La société féodale se trouva décomposée en son fond, l’homme, mais l’homme tel qu’il en était réellement le fond, l’homme égoïste.
Or, cet homme, membre de la société bourgeoise, est la base, la condition de l’État politique. L’État l’a reconnu à ce titre dans les droits de l’homme.
Mais la liberté de l’homme égoïste et la reconnaissance de cette liberté est plutôt la reconnaissance du mouvement effréné des éléments spirituels et matériels, qui en constituent la vie.
L’homme ne fut donc pas émancipé de la religion; il reçut la liberté religieuse. Il ne fut pas émancipé de la propriété; il reçut la liberté de la propriété. Il ne fut pas émancipé de l’égoïsme de l’industrie; il reçut la liberté de l’industrie.
La constitution de l’État politique et la décomposition de la société bourgeoise en individus indépendants, dont les rapports sont régis par le droit, comme les rapports des hommes des corporations et des jurandes étaient régis par le privilège, s’accomplissent par un seul et même acte.
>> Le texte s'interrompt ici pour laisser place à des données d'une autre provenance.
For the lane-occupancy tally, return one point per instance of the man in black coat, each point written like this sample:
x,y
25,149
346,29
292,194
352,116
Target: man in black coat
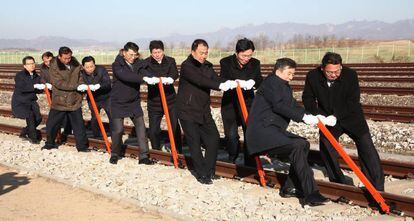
x,y
24,99
246,70
44,67
97,77
332,90
164,67
193,107
270,114
45,78
66,99
128,74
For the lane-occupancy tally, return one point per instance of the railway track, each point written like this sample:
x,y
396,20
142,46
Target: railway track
x,y
400,205
380,113
394,168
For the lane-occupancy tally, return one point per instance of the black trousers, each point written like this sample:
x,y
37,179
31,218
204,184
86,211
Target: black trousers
x,y
32,121
367,154
231,132
54,122
105,104
155,118
117,130
300,173
206,135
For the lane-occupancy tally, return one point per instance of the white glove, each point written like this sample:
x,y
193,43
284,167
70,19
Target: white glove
x,y
249,84
94,87
148,80
82,87
321,118
151,80
224,86
330,120
155,80
39,86
231,84
167,80
242,83
310,119
49,86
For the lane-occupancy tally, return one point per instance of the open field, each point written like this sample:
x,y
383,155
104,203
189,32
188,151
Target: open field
x,y
396,51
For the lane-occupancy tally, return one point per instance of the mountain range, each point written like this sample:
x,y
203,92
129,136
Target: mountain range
x,y
280,32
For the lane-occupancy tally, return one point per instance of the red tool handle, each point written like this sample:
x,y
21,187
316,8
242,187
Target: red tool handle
x,y
377,196
169,127
49,99
245,114
98,118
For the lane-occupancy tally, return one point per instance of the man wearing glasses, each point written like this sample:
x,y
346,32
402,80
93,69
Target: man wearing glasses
x,y
246,70
128,74
332,91
24,99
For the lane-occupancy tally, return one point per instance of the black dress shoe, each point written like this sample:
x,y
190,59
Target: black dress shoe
x,y
113,160
85,150
290,192
46,147
214,177
146,161
315,199
34,141
204,180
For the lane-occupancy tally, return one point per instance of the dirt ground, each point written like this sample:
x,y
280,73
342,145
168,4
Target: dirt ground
x,y
24,197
L’homme tel qu’il est membre de la société bourgeoise, l’homme non politique, apparaît nécessairement comme l’homme naturel. Les « droits de l’homme » prennent l’apparence des « droits naturels », car l’activité consciente se concentre sur l’acte politique. L’homme égoïste est le résultat passif, simplement donné, de la société décomposée, objet de la certitude immédiate, donc objet naturel. La révolution politique décompose la vie bourgeoise en ses éléments, sans révolutionner ces éléments eux-mêmes et les soumettre à la critique. Elle est à la société bourgeoise, au monde des besoins, du travail, des intérêts privés, du droit privé, comme à la base de son existence, comme à une hypothèse qui n’a pas besoin d’être fondée, donc, comme à sa base naturelle. Enfin, l’homme tel qu’il est, membre de la société bourgeoise, est considéré comme l’homme proprement dit, l’homme par opposition au citoyen, parce que c’est l’homme dans son existence immédiate, sensible et individuelle, tandis que l’homme politique n’est que l’homme abstrait, artificiel, l’homme en tant que personne allégorique, morale. L’homme véritable, on ne le reconnaît d’abord que sous la forme de l’individu égoïste, et l’homme réel sous la forme du citoyen abstrait.
Cette abstraction de l’homme politique, Rousseau nous la dépeint excellemment : « Celui qui ose entreprendre d’instituer un peuple doit se sentir en état de changer, pour ainsi dire, la nature humaine, de transformer chaque individu, qui par lui-même est un tout parfait et solidaire en partie d’un plus grand tout, dont cet individu reçoive, en quelque sorte, sa vie et son être, de substituer une existence partielle et morale à l’existence physique et indépendante. Il faut qu’il ôte à l’homme ses forces propres pour lui en donner qui lui soient étrangères et dont il ne puisse faire usage sans le secours d’autrui. » (Contrat social, livre II.)
Toute émancipation n’est que la réduction, du monde humain, des rapports, à l’homme lui-même.
L’émancipation politique, c’est la réduction de l’homme d’une part au membre de la société bourgeoise, à l’individu égoïste et indépendant, et d’autre part au citoyen, à la personne morale.
L’émancipation humaine n’est réalisée que lorsque l’homme a reconnu et organisé ses forces propres comme forces sociales et ne sépare donc plus de lui la force sociale sous la forme de la force politique.